シャクールが求めるビッグマッチ(金を稼げる試合)と、ロマチェンコが求めるビッグマッチ(最強を求める試合)というのはまた別に思えるからです。
ともあれ、ロマチェンコの帰還はこのライト級を非常に面白いものに変えます。
ロマチェンコが本気で4団体統一を求めるならば、きっと試合は組みやすいはず。
そして他にも多くの注目コンテンダーがいるこのライト級、今後もより注目が増しそうです。
↑そういえば今回、グローブやトランクスはロマチェンコカラー(ウクライナ国旗カラー)ではなかったですね。
コンテンダー!
世界タイトルを未だ獲得していないボクサーでも、世が世ならすでに王者になっていてもおかしくないというボクサーたちは多い。
果たしてこの面々がいる中で、日本のライト級が世界まで届く位置に来れるのか、というのは甚だ疑問ではありますが、どうか日本のライト級もこの一角を担えるように台頭してきて欲しいものです。
ウィリアム・セペダ(メキシコ)30勝(26KO)無敗
フランク・マーティン(アメリカ)17勝(12KO)無敗
レイモンド・ムラタヤ(アメリカ)20勝(16KO)無敗
キーショーン・デービス(アメリカ)10勝(7KO)無敗
マーク・チェンバレン(イギリス)15勝(11KO)無敗
エドウィン・デ・ロス・サントス(ドミニカ共和国)16勝(14KO)2敗
アルベルト・バティルガシエフ(ロシア)10勝(7KO)無敗
サム・ノークス(イギリス)14勝(13KO)無敗
ジョバンニ・カブレラ(アメリカ)22勝(7KO)1敗
ざっとあげたこれらのボクサーが、まだ20代であり、これからプライムタイムを迎えるであろう好戦績のコンテンダーたち。
個人的に注目は、ボリュームパンチャーのセペダ、ハイスキルのパンチャーであるムラタヤ、そしてシャクールもビビり散らかしたサントス。サントスはまだ24歳なので、まだまだ伸びる可能性も大きいですね。
ネクストシャクールみたいになりそうで怖いのがキーショーン、英国のライバルパンチャー、マーク・チェンバレンとサム・ノークスにも注目。チェンバレンは長身の部類のサウスポー、ストレートを主体としたパンチャーで、ノークスは思い切ったクラウチングスタイルから左右のフックを力強く繰り出すオーソドックススタンスのフッカー。

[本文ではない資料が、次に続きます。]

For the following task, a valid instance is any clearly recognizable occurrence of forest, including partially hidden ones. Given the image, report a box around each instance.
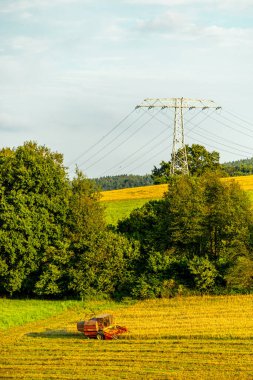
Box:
[0,142,253,299]
[93,144,253,190]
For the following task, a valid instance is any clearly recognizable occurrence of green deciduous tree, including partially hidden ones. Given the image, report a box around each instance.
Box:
[118,173,253,292]
[0,142,69,294]
[152,144,222,184]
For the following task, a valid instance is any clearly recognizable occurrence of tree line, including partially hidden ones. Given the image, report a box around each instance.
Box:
[0,142,253,298]
[93,174,153,190]
[94,144,253,190]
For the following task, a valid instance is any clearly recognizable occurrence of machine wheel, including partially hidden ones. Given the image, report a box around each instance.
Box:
[97,333,105,340]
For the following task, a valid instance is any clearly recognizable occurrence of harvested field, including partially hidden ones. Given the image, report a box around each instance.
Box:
[0,295,253,380]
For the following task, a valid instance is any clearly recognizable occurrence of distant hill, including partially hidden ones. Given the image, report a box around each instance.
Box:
[221,157,253,177]
[93,174,153,191]
[93,157,253,191]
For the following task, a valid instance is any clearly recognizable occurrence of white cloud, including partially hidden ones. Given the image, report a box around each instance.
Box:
[0,0,88,13]
[136,12,253,46]
[125,0,252,9]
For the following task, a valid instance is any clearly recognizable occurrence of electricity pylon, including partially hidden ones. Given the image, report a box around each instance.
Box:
[135,98,221,176]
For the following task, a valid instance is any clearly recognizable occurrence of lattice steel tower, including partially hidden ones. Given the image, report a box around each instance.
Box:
[135,98,221,175]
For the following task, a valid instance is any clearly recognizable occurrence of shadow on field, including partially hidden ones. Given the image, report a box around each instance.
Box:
[26,329,83,339]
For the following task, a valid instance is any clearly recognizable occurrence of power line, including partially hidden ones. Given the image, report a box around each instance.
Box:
[67,109,135,166]
[81,110,163,170]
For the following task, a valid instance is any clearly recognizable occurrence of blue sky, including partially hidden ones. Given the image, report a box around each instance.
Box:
[0,0,253,177]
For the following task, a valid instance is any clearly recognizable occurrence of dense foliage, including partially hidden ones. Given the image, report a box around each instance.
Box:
[152,144,221,184]
[93,174,153,190]
[0,142,136,297]
[0,142,253,298]
[118,175,253,298]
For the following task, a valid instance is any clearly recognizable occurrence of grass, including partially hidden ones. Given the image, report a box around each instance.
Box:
[0,299,81,329]
[101,175,253,225]
[105,199,154,225]
[0,295,253,380]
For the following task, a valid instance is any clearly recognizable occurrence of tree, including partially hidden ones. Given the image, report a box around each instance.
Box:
[118,173,253,294]
[152,144,221,183]
[0,142,69,294]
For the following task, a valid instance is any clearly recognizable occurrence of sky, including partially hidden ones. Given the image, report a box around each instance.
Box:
[0,0,253,177]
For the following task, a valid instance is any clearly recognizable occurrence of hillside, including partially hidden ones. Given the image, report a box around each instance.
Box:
[101,175,253,225]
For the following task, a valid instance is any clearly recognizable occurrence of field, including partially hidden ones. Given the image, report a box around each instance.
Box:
[101,175,253,225]
[0,295,253,380]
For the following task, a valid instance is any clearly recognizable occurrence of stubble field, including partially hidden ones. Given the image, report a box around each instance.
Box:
[0,295,253,380]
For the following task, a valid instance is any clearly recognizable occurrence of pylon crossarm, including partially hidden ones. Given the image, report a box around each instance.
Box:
[135,98,221,109]
[135,98,221,176]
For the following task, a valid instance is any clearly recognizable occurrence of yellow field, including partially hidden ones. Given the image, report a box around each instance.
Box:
[101,184,168,202]
[0,295,253,380]
[101,175,253,202]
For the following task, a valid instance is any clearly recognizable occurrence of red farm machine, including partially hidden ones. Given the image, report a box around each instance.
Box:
[77,314,127,340]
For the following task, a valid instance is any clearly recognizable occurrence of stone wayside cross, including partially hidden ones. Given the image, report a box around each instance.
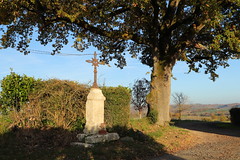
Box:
[72,52,119,147]
[84,52,106,134]
[86,52,105,88]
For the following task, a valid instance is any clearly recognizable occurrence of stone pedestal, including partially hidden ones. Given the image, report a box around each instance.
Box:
[84,88,106,134]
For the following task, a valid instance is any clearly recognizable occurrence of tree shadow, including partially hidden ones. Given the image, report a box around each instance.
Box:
[173,120,240,137]
[0,127,186,160]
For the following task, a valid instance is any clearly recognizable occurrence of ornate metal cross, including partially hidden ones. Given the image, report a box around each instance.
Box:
[86,52,105,88]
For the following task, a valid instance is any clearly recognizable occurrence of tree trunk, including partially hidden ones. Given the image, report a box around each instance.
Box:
[147,58,174,126]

この対比は非常に興味深く、この二人が世界戦を前にあい見えるのか、それともタイトルを持って統一戦で戦うのか、というのは、おそらく英国ボクシングファンにとって大きな関心ごとではないでしょうか。
ロシアのバティルガシエフはまだまだ未知数、同じくロシアのザウル・アブドゥラエフも絶好調ですね。(30歳なのでこのリストからは除いています)
ちなみにジョバンニ・カブレラはイサック・クルスに善戦したボクサーですね。
ということでプロスペクトたちも大いに育つ世界のライト級。
今後どのような戦いが繰り広げられるのか、非常に楽しみです。